Diese Phase kann je nach Länge der Therapie und den individuellen Merkmalen der Patienten länger oder kürzer sein. Wichtig ist dafür zu sorgen, dass im Rahmen der Rückfallprophylaxe klare Notfallpläne erarbeitet wurden. Neben diesen eher technischen Aspekten ist vor allem bei Menschen mit unsicherem Bindungsstil aber das Ende der therapeutischen Beziehung die größte Hürde. Hier gilt es den Abschied in einer angemessenen Zeit zu planen und auf Schwierigkeiten einzugehen. Booster-Sitzungen können dabei helfen Erfolge zu stabilisieren aber auch um den Abschied leichter zu machen.
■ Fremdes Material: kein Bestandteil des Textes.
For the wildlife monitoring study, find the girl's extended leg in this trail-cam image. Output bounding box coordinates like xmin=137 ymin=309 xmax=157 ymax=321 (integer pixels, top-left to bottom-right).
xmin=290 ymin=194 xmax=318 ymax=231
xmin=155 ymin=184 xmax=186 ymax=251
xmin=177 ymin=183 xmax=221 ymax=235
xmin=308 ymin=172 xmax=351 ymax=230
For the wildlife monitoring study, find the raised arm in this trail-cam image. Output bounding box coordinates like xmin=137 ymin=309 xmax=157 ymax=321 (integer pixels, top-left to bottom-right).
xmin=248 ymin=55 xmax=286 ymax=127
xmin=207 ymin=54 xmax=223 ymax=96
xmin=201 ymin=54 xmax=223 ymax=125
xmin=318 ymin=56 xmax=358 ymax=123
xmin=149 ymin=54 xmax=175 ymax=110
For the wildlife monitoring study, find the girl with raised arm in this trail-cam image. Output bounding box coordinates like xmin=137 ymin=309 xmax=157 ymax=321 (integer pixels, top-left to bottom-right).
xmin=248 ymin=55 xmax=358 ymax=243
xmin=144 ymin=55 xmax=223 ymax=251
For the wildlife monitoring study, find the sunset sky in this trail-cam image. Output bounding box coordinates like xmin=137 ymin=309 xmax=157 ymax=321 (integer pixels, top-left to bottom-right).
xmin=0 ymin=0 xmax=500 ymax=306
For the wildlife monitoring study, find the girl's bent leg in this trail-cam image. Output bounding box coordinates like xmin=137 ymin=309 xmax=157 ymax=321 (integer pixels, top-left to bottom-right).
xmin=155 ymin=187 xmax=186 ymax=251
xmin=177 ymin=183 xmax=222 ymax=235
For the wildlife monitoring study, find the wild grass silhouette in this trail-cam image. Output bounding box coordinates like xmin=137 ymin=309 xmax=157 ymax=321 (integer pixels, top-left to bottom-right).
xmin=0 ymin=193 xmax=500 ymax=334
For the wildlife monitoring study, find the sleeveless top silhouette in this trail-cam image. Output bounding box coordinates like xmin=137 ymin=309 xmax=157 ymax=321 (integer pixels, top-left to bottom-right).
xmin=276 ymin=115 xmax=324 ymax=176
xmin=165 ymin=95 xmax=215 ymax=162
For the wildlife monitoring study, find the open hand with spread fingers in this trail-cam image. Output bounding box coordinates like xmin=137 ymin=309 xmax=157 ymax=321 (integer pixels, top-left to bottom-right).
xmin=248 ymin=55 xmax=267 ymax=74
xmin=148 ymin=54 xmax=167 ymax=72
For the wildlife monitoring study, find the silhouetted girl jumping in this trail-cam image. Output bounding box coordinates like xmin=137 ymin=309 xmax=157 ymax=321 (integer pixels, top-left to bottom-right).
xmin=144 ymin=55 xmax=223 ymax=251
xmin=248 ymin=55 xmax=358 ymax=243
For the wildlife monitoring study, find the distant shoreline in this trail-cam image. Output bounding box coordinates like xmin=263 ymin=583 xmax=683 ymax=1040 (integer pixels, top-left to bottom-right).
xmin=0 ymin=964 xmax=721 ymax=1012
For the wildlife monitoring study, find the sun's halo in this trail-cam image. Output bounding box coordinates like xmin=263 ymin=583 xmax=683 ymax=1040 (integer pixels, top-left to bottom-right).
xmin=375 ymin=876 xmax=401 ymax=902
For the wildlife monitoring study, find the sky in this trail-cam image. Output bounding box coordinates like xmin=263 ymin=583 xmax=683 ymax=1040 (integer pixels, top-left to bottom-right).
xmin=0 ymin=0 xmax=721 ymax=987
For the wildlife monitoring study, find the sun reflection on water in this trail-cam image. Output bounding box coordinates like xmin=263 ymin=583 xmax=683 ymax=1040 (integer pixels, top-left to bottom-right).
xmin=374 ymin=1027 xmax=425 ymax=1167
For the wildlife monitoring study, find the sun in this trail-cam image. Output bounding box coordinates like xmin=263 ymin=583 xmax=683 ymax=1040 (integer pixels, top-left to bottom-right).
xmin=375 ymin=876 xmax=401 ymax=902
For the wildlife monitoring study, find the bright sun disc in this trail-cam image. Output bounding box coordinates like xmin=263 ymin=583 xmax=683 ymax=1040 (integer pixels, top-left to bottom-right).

Es macht auch durchaus Sinn Katamnesen zu erheben einerseits um die Stabilität des Erreichten zu überprüfen, aber auch Patienten ein Beziehungsangebot für neue Krisen zu eröffnen.

Zusammenfassung

Die angeführten Phasen laufen selten bis kaum linear ab. Ein dynamisches und flexibles Vorgehen ist notwendig um Schwierigkeiten, Ängste aber auch Veränderung in der Lebenswelt der Patienten zu berücksichtigen.

Literatur:

Bartling, G., Echelmeyer, L., Engberding, M. & Krause, R (2004). Problemanalyse im therapeutischen Prozeß, 5. Aufl. Stuttgart: Kohlhammer.

D´Zurilla TJ, Nezu AM (2010). Problem-solving therapy. In Dobson KS (Hrsg.). Handbook of Cognitive-behavioral Therapies. S. 197-225, New York: Guilford.

Kanfer FH, Reinecker H, Schmelzer D (1996). Selbstmanagement-Therapie. Berlin: Springer.